RubricRL: Simple Generalizable Rewards for Text-to-Image Generation
Xuelu Feng, Yunsheng Li, Ziyu Wan, Zixuan Gao, Junsong Yuan, Dongdong Chen, Chunming Qiao
TL;DR
RubricRL tackles reward design in text-to-image reinforcement learning by generating a per-prompt rubric of interpretable criteria and scoring each criterion with a multimodal grader, forming a reward $R_{rubric}(I,p,\mathcal{C}(p)) = \frac{1}{M}\sum_{i=1}^M y_i$ where each $y_i\in\{0,1\}$. It integrates this reward with Group Relative Policy Optimization (GRPO) and a dynamic rollout strategy, where $A_i = \frac{R_i - \bar{R}_g}{\sqrt{\frac{1}{|g|-1}\sum_{j\in g}(R_j - \bar{R}_g)^2}}$ guides updates over rollout groups, and rollouts are drawn with oversampling $N'$ and selection of $N$ via a hybrid top-$K$ plus random sampling. The Rubric Generation Model constructs $\mathcal{C}(p)$ of criteria (e.g., object count, attributes, OCR fidelity, realism) that adapt to each prompt, enabling prompt-adaptive, decomposable supervision. Empirical results on autoregressive T2I show RubricRL improves prompt faithfulness, visual detail, and realism with better generalization than prior multi-reward or unified-scalar methods, and analyses confirm robustness to grader choice and rollout configurations. Overall, RubricRL provides an interpretable, extensible, and architecture-agnostic framework for RL-based alignment of text-to-image generation with human preferences, with practical impact on controllable and auditable visual synthesis systems.
Abstract
Reinforcement learning (RL) has recently emerged as a promising approach for aligning text-to-image generative models with human preferences.
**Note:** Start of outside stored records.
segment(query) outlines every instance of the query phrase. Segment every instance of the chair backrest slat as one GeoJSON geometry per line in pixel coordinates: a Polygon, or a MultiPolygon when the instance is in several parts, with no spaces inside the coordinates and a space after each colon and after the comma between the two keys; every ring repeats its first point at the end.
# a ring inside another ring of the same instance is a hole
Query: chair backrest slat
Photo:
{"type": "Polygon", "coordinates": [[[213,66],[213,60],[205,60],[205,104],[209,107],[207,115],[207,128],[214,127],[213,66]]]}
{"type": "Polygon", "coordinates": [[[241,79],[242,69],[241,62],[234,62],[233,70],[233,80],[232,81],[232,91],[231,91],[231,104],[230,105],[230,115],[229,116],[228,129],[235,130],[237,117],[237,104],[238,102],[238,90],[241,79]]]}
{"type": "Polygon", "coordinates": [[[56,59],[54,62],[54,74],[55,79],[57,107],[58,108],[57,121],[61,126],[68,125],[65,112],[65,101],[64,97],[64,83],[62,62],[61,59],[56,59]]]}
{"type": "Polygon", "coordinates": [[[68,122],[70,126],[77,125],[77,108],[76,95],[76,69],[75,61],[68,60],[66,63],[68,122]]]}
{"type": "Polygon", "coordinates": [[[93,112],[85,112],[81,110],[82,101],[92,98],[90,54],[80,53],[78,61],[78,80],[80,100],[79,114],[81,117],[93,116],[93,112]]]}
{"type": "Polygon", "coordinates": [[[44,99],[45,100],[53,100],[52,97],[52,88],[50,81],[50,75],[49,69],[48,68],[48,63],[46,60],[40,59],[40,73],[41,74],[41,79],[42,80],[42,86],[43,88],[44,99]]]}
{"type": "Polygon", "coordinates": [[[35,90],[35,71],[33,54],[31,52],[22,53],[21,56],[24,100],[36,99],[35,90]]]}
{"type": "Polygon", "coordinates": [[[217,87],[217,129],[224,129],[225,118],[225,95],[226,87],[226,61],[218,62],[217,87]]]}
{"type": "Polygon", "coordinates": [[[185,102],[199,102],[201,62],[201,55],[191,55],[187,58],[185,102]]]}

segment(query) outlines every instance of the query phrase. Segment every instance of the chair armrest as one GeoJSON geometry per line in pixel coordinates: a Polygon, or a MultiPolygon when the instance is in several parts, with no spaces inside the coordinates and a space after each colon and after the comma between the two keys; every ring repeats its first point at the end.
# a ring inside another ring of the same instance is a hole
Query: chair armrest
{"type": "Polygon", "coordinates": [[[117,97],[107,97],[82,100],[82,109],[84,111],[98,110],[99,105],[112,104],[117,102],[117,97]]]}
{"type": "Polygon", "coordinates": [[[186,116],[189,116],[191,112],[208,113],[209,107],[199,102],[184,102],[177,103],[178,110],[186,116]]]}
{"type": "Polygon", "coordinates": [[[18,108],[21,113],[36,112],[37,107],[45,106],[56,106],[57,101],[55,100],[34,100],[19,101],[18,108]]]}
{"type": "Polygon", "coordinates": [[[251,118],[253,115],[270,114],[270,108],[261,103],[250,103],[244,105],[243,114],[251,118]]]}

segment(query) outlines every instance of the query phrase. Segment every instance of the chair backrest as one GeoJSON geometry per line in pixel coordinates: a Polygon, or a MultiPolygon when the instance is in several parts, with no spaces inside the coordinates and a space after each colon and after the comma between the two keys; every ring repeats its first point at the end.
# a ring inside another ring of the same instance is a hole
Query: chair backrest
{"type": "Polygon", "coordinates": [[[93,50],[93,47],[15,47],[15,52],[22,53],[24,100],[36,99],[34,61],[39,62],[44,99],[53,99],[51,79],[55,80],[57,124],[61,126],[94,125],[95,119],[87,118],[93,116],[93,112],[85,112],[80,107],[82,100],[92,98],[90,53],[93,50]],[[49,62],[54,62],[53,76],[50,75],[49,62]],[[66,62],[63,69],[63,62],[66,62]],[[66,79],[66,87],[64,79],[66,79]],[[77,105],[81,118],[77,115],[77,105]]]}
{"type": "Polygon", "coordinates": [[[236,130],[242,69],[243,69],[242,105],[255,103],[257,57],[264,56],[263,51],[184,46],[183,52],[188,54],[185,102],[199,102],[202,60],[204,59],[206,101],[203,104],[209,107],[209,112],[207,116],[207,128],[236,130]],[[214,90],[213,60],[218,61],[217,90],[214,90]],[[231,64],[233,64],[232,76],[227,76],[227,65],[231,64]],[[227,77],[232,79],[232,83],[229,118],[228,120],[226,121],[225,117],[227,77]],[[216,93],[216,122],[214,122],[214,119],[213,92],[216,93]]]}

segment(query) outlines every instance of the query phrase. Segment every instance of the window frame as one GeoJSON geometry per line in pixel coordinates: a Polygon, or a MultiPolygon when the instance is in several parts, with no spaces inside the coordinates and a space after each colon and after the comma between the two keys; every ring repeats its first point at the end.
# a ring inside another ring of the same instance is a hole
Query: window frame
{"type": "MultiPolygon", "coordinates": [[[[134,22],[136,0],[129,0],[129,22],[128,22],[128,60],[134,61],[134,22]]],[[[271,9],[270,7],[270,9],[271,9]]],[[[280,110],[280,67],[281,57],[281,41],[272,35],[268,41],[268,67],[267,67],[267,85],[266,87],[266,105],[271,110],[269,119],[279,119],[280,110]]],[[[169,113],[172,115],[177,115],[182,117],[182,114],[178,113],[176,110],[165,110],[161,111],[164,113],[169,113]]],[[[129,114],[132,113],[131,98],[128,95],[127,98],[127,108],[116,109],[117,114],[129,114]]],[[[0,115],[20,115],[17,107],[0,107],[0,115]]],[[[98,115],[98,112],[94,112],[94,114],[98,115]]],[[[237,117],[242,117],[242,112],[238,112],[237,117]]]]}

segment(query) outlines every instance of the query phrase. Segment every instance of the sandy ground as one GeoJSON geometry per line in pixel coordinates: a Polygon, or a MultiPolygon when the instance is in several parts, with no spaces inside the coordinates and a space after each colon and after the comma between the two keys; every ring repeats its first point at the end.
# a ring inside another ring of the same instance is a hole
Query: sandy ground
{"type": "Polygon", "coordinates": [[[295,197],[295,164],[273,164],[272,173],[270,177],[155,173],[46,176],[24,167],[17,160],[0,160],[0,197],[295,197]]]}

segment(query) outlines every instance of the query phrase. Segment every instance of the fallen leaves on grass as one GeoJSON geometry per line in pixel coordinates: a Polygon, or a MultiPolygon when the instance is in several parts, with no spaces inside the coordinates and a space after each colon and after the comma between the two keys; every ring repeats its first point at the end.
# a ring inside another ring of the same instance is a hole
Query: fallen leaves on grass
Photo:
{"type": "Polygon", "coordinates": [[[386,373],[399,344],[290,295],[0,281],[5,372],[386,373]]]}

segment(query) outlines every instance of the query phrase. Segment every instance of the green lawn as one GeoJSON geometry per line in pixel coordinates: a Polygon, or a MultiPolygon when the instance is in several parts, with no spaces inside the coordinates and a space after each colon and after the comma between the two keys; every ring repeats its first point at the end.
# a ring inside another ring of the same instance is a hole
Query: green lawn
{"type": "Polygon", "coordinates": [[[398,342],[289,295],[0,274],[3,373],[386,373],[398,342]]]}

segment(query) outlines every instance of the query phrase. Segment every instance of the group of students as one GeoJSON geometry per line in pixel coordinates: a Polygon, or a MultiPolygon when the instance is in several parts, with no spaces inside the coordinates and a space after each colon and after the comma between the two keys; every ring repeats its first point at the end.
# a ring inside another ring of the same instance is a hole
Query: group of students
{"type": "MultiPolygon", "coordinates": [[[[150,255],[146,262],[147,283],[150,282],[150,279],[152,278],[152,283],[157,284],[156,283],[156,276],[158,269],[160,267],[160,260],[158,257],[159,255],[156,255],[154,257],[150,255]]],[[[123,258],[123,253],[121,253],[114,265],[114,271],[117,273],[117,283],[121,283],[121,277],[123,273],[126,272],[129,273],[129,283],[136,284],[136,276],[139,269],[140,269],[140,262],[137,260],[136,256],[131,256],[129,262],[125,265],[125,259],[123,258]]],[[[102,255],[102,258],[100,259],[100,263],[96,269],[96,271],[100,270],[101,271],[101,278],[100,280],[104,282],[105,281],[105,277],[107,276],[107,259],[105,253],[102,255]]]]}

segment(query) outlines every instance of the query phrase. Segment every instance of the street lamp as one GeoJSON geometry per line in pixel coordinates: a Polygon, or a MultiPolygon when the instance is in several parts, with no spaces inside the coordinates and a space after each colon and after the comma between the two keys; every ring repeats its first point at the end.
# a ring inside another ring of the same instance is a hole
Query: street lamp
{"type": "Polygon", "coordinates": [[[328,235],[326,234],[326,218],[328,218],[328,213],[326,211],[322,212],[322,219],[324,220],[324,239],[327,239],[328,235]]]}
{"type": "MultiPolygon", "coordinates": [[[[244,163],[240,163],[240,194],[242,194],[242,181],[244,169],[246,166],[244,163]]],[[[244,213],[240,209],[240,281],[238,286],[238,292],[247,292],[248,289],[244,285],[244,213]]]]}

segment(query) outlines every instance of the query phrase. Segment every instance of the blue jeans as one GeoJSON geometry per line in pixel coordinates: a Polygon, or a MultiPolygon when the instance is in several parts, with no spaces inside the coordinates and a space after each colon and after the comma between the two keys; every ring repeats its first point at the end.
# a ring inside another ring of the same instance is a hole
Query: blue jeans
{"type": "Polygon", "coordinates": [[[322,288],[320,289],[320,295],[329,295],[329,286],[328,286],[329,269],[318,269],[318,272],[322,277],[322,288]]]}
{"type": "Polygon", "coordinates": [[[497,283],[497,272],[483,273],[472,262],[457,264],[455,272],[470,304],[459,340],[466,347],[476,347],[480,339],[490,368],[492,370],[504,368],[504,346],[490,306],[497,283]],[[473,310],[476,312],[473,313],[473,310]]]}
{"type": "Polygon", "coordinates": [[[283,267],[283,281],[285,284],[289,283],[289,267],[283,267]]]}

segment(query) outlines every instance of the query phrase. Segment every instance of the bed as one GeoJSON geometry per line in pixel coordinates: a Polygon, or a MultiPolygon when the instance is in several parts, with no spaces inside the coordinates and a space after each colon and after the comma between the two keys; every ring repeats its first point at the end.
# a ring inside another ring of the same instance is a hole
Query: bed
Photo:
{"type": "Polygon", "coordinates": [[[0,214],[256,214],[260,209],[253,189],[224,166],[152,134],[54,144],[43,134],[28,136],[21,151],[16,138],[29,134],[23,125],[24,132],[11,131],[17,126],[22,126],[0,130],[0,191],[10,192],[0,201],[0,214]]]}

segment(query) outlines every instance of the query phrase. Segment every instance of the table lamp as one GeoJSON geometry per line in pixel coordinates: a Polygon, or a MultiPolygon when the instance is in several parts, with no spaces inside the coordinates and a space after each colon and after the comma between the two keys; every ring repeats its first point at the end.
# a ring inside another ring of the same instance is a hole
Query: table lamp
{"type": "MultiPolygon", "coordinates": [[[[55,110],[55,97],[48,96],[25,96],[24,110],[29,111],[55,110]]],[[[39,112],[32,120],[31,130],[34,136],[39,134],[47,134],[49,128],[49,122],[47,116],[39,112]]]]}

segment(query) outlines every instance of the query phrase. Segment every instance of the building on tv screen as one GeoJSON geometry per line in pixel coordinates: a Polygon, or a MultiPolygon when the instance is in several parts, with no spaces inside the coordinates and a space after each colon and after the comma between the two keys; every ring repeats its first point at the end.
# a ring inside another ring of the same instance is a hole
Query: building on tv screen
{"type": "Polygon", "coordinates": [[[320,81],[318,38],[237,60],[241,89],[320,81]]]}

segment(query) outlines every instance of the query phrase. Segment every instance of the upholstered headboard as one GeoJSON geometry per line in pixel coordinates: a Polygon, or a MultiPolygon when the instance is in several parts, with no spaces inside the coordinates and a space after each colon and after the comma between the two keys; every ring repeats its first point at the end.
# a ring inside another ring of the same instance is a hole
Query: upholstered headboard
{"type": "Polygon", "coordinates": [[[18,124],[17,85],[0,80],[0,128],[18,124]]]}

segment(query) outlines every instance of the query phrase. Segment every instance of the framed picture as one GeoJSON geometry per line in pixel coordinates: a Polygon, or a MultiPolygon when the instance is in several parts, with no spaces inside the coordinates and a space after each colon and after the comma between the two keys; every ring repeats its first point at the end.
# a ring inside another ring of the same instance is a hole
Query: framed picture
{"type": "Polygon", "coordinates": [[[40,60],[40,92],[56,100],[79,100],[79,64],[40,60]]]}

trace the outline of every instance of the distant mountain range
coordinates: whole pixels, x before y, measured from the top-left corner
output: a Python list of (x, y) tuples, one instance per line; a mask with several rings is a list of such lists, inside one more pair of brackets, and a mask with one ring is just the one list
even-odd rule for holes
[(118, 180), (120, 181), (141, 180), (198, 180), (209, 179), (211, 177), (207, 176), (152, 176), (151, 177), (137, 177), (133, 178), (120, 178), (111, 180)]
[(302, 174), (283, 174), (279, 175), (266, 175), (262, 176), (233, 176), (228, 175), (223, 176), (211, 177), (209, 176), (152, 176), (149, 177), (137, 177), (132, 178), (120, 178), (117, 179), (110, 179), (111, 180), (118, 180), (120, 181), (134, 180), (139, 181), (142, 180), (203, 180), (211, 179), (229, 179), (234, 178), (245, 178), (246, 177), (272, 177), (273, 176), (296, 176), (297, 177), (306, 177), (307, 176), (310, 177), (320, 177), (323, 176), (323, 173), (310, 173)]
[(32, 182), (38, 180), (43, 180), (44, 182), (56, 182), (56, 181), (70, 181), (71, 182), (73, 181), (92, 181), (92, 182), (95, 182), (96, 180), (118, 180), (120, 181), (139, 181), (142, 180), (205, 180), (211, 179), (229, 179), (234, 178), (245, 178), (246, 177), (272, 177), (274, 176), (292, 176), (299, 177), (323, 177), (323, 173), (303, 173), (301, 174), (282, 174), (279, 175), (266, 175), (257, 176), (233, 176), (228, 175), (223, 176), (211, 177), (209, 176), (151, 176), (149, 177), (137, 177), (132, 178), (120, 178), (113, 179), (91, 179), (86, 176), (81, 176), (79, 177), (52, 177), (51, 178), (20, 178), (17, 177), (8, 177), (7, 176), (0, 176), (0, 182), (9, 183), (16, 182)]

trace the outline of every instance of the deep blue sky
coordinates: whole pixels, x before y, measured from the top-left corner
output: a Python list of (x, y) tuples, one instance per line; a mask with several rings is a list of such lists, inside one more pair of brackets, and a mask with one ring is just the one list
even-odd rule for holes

A key challenge, however, lies in designing effective and interpretable rewards. Existing methods often rely on either composite metrics (e.g., CLIP, OCR, and realism scores) with fixed weights or a single scalar reward distilled from human preference models, which can limit interpretability and flexibility. We propose RubricRL, a simple and general framework for rubric-based reward design that offers greater interpretability, composability, and user control. Instead of using a black-box scalar signal, RubricRL dynamically constructs a structured rubric for each prompt--a decomposable checklist of fine-grained visual criteria such as object correctness, attribute accuracy, OCR fidelity, and realism--tailored to the input text. Each criterion is independently evaluated by a multimodal judge (e.g., o4-mini), and a prompt-adaptive weighting mechanism emphasizes the most relevant dimensions. This design not only produces interpretable and modular supervision signals for policy optimization (e.g., GRPO or PPO), but also enables users to directly adjust which aspects to reward or penalize. Experiments with an autoregressive text-to-image model demonstrate that RubricRL improves prompt faithfulness, visual detail, and generalizability, while offering a flexible and extensible foundation for interpretable RL alignment across text-to-image architectures.